Foodwatch: Jedes vierte Nutztier ist krank

HuhnIst dieses Huhn gesund oder krank? (Foto: John Towner / Unsplash)

Milch, Fleisch und Eier stammen in Deutschland oft von kranken Nutztieren, sagt Foodwatch. Auch Bio-Lebensmittel sind betroffen. Die Verbraucherschutzorganisation fordert daher strengere Tierschutzgesetze.

„Sie finden im Supermarkt keinen Hinweis darauf, ob das Tier gesund oder krank war“, sagte Matthias Wolfschmidt, stellvertretender Foodwatch-Geschäftsführer, bei der Vorstellung seines Buches „Das Schweinesystem – Wie Tiere gequält, Bauern in den Ruin getrieben und Verbraucher getäuscht werden“ in Berlin.

Demnach stammen Lebensmittel mit tierischen Zutaten zu einem großen Teil von kranken Nutztieren. Etwa jeder zehnte Liter Milch stamme von einer Kuh mit entzündetem Euter. Schlachthofbefunden zufolge habe jedes zweite Schwein an haltungsbedingten Krankheiten gelitten. Statistisch gesehen wäre zudem mindestens jedes vierte Hähnchen vorher ein kranker Hahn, wurden 4 von 10 Eiern von einer Henne mit Knochenbrüchen gelegt. Als Faustregel müssten Verbraucher jedoch davon ausgehen, dass mindestens jedes vierte Tierprodukt von einem kranken Tier stamme.

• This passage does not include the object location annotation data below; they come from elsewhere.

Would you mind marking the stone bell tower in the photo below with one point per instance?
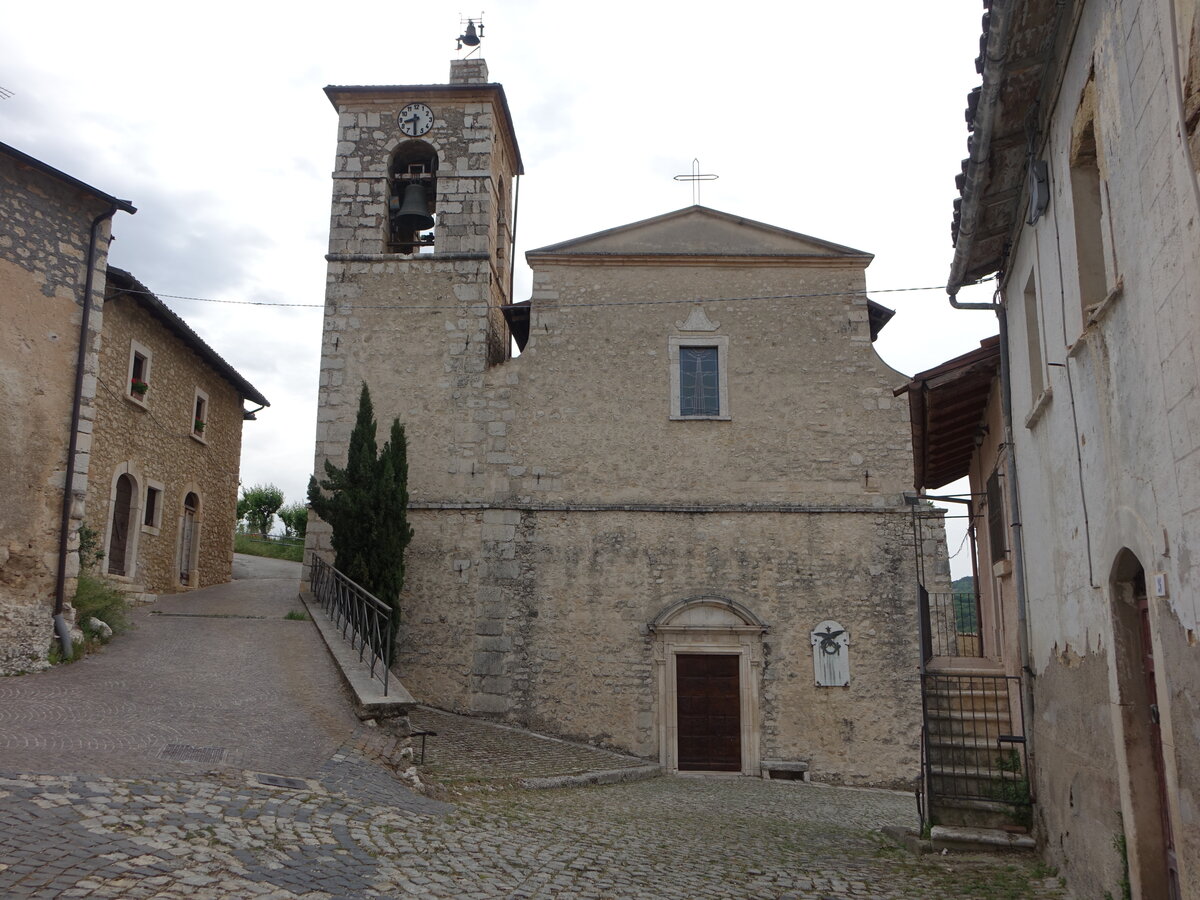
(420, 264)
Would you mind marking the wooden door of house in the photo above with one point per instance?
(119, 533)
(187, 539)
(709, 712)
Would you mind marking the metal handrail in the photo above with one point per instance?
(364, 621)
(973, 744)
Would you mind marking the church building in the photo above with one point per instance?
(676, 523)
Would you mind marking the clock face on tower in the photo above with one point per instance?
(415, 119)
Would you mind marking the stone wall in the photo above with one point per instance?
(1108, 454)
(43, 247)
(154, 441)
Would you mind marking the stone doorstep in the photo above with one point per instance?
(960, 840)
(609, 777)
(987, 840)
(793, 766)
(135, 594)
(370, 701)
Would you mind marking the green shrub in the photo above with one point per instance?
(258, 546)
(295, 519)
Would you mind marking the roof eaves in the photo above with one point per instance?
(27, 160)
(124, 282)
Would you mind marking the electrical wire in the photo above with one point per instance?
(551, 305)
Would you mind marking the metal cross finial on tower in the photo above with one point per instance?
(695, 178)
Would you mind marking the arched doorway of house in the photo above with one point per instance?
(189, 540)
(121, 525)
(708, 661)
(1149, 837)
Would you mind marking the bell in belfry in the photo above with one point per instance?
(414, 213)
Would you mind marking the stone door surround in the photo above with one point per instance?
(707, 624)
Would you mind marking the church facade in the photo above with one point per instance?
(676, 525)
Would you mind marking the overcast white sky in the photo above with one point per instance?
(843, 120)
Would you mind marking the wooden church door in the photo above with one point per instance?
(709, 712)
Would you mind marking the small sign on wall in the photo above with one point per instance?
(831, 655)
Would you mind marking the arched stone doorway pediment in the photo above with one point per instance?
(708, 611)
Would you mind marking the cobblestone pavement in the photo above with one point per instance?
(94, 805)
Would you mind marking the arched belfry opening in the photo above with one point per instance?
(412, 198)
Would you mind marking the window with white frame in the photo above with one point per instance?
(699, 377)
(199, 414)
(137, 383)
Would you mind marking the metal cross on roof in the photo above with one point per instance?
(695, 178)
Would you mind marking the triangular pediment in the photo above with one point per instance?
(700, 232)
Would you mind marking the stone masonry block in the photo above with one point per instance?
(489, 664)
(502, 516)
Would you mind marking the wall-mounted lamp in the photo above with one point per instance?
(1039, 190)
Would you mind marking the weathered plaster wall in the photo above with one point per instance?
(43, 246)
(155, 442)
(1108, 459)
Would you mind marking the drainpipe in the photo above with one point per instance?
(1014, 507)
(996, 53)
(60, 627)
(513, 237)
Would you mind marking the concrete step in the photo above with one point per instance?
(976, 840)
(976, 813)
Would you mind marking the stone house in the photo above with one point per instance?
(53, 255)
(1081, 195)
(166, 450)
(976, 767)
(676, 525)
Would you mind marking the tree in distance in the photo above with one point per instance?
(295, 519)
(258, 504)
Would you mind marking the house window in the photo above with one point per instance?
(151, 510)
(1092, 257)
(138, 377)
(996, 541)
(700, 391)
(699, 377)
(199, 414)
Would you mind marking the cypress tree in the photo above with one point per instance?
(367, 508)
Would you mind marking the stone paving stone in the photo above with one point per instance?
(467, 749)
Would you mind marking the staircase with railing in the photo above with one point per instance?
(973, 756)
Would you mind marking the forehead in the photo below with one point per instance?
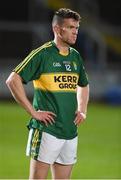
(70, 22)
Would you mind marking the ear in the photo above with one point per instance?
(56, 29)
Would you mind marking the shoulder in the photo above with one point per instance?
(74, 51)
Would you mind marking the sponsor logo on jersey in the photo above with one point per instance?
(75, 65)
(57, 82)
(56, 64)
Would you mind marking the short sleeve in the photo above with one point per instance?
(31, 67)
(83, 79)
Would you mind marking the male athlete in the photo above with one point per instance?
(61, 94)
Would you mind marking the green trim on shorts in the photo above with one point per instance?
(35, 143)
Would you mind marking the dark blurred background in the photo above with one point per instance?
(25, 25)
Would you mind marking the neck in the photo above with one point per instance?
(62, 46)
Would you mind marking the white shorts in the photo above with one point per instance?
(49, 149)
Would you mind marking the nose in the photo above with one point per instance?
(75, 31)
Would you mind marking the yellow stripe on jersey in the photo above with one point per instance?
(30, 56)
(57, 82)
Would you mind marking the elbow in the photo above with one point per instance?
(12, 79)
(9, 81)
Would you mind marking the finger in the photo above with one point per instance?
(48, 120)
(44, 122)
(51, 113)
(51, 118)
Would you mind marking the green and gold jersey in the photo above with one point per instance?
(55, 78)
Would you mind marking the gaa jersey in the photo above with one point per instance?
(55, 78)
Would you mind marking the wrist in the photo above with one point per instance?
(83, 115)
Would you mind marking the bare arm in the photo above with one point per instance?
(82, 102)
(14, 83)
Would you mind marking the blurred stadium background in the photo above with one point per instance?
(25, 25)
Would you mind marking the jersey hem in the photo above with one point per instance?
(60, 136)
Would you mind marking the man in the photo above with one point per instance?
(61, 93)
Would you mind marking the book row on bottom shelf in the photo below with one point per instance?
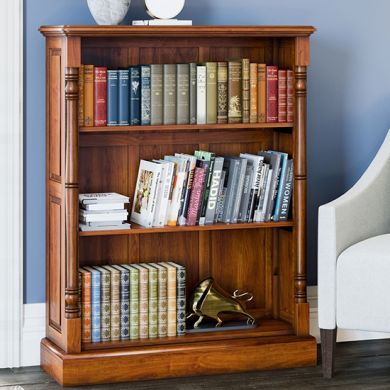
(235, 91)
(131, 302)
(199, 189)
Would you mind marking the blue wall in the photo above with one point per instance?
(348, 101)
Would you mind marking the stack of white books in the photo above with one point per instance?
(103, 211)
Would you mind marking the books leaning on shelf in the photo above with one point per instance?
(103, 211)
(132, 301)
(204, 189)
(233, 91)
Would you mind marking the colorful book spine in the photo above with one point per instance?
(282, 96)
(86, 318)
(88, 95)
(156, 76)
(290, 96)
(261, 93)
(253, 93)
(180, 299)
(211, 92)
(135, 95)
(272, 94)
(235, 92)
(171, 299)
(100, 96)
(192, 93)
(145, 95)
(169, 111)
(222, 92)
(81, 95)
(183, 94)
(124, 302)
(245, 90)
(123, 97)
(201, 95)
(112, 98)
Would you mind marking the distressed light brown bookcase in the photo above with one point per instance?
(267, 259)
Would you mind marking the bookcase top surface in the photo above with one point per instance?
(177, 31)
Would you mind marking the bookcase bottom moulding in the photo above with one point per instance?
(175, 360)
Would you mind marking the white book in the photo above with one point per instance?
(201, 94)
(102, 197)
(145, 197)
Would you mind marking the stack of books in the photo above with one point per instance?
(103, 211)
(204, 189)
(235, 91)
(131, 302)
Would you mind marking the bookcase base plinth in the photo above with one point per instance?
(189, 359)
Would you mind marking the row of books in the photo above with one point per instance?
(214, 92)
(205, 189)
(130, 302)
(103, 211)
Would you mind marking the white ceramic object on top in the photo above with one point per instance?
(108, 12)
(164, 9)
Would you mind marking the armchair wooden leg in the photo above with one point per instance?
(328, 345)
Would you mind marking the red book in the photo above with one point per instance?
(100, 98)
(282, 96)
(272, 93)
(290, 96)
(196, 196)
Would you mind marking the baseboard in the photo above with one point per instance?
(34, 329)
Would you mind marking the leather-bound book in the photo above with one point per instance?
(88, 95)
(253, 93)
(169, 111)
(222, 91)
(282, 96)
(261, 93)
(235, 92)
(156, 94)
(182, 96)
(245, 90)
(272, 94)
(211, 92)
(290, 96)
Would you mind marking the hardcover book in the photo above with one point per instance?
(169, 112)
(245, 90)
(235, 92)
(156, 71)
(135, 95)
(272, 93)
(201, 95)
(183, 94)
(88, 95)
(145, 196)
(145, 95)
(123, 97)
(222, 92)
(112, 98)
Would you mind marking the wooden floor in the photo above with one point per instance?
(359, 365)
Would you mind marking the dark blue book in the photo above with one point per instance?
(135, 95)
(95, 304)
(123, 97)
(145, 94)
(112, 98)
(124, 302)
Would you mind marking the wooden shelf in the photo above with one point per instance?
(267, 327)
(175, 128)
(137, 229)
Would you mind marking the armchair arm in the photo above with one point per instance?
(362, 212)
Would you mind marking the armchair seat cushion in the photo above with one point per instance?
(363, 285)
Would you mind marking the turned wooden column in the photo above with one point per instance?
(72, 309)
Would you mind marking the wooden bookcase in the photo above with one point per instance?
(267, 259)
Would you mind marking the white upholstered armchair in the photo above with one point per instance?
(354, 258)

Beim Einkauf sei dies nicht zu erkennen, die Produkte kranker Tiere würden regelmäßig als „gesunde“ Lebensmittel angeboten.

Dabei gäbe es keine signifikanten Unterschiede zwischen konventioneller und Bio-Haltung, zwischen kleinen Höfen und Großbetrieben, so Wolfschmidt. Entscheidend für die Gesundheit der Tiere sei vor allem die Qualität des Betriebsmanagements.

Bauern sind Opfer

„Wer in den Bauern einfach Tierquäler sieht, liegt falsch. Die Tierhalter sind, wie die Tiere selbst und die Verbraucher, die über die Herkunft ihrer Produkte getäuscht werden, Opfer eines Systems, das falsche Anreize setzt“, betont Wolfschmidt. „Vor allem der Handel ist verantwortlich für einen Wettbewerb, der sich nicht um Qualität, sondern nur um den Preis dreht – das kann nur zu Lasten von Tieren, Bauern und letztlich auch Kunden gehen.“

Foodwatch fordert daher eine gesetzlich vorgeschriebene tiergerechte Haltung für alle Nutztiere. Zudem müsse das Konzept EU-weit umgesetzt werden, verbunden mit einem Vermarktungsverbot für nicht-tiergerecht erzeugte Lebensmittel aus Drittstaaten.

Letztendlich müssten der Handel und die Lebensmittelindustrie Tierhalter besser entlohnen. Dies würde zu höheren Preisen für Verbraucher führen. „Wenn wir das Leben hunderttausender krankgemachter Tiere wirklich verbessern wollen, dann müssen wir diesen Preis bezahlen“, ist sich Wolfschmidt sicher.